I will move my apps out of AWS slowly within the next 6 months
No Netflix, no Disney plus, no HBO... Whatever about paying 10% more for a plastic rake, that's a bridge too far!
The company where you purchase stuff probably also has deaths at workplace, but it doesn’t get into news.
If anything is to change, individual consumer action won't do it; the workers would need to unionise.
FYI: In Germany, a lot of Amazon workers are unionized already. There are nation-wide unions that are not workplace-specific, and if I remember correctly, Amazon workers in Germany were on strike at least once.

In Poland however, unions are often frowned upon because of Poland's past, although there are one or two small workers union that have been helping the warehouse employees.

Amazon is certainly worse than the average company domiciled in the US, but it is quantitatively and not qualitatively different. Capitalism requires employers to extract as much work out of employees as possible, lest competition overtake them.

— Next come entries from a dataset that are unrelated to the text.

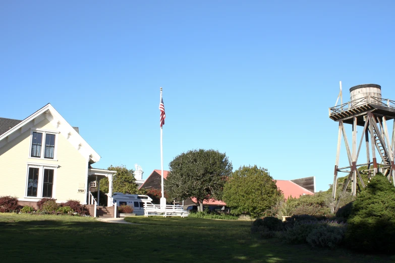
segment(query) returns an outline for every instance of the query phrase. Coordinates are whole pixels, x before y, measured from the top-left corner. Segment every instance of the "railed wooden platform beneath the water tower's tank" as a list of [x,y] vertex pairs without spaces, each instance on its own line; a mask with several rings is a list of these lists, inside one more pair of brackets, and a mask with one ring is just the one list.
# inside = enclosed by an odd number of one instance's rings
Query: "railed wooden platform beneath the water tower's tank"
[[353,124],[354,117],[357,117],[357,125],[364,126],[368,111],[377,117],[385,116],[387,120],[395,119],[395,101],[373,96],[358,98],[329,108],[329,118]]

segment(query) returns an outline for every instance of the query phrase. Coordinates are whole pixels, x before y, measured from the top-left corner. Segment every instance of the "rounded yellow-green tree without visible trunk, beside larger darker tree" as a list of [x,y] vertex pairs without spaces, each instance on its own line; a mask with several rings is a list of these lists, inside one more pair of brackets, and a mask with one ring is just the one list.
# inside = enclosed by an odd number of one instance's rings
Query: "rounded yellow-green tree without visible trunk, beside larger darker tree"
[[236,214],[260,217],[281,198],[281,190],[267,169],[243,166],[234,171],[223,188],[222,200]]

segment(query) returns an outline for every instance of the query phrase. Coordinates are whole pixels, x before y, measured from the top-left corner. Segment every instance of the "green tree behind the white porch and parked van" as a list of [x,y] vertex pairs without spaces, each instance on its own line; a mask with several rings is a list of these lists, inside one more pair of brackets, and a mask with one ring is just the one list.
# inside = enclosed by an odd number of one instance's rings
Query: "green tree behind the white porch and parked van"
[[[112,176],[112,192],[123,192],[126,194],[137,194],[138,184],[136,183],[136,178],[134,178],[133,170],[126,168],[126,166],[110,166],[108,167],[110,171],[117,171],[117,173]],[[100,180],[100,191],[108,192],[108,178],[105,177]]]

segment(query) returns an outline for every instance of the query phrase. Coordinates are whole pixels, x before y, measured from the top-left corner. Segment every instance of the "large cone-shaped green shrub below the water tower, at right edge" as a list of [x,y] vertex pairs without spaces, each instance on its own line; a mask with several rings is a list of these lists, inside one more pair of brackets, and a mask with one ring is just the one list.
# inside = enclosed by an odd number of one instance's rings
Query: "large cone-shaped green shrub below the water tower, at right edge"
[[377,173],[354,201],[348,219],[346,245],[351,249],[393,254],[395,187]]

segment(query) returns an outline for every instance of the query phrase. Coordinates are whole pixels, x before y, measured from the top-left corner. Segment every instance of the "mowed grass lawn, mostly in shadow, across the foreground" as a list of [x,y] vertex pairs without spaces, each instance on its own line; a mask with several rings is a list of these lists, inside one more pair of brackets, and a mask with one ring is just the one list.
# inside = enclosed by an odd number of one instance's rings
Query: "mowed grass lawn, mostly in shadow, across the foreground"
[[0,214],[2,262],[393,262],[384,255],[262,240],[249,221]]

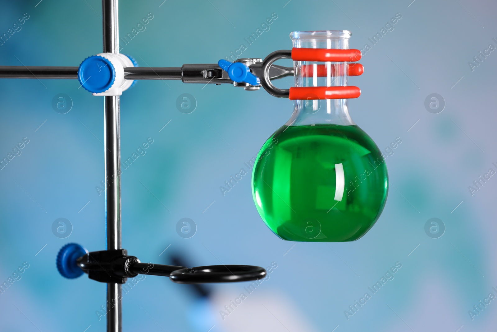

No that is fatalistic. In the same way as Google and Facebook are leading the charge on Spyware-aaS, Amazon is leading the charge on crappy workplace conditions for warehouse and delivery workers.
But the size of Amazon amplifies the inherent problem and makes the whole thing a caricature of normal work conditions.
does Walmart have similar problems with employees being forced to work to death? I thought it was mainly because Amazon leadership are your inhumane rationalist optimiser types.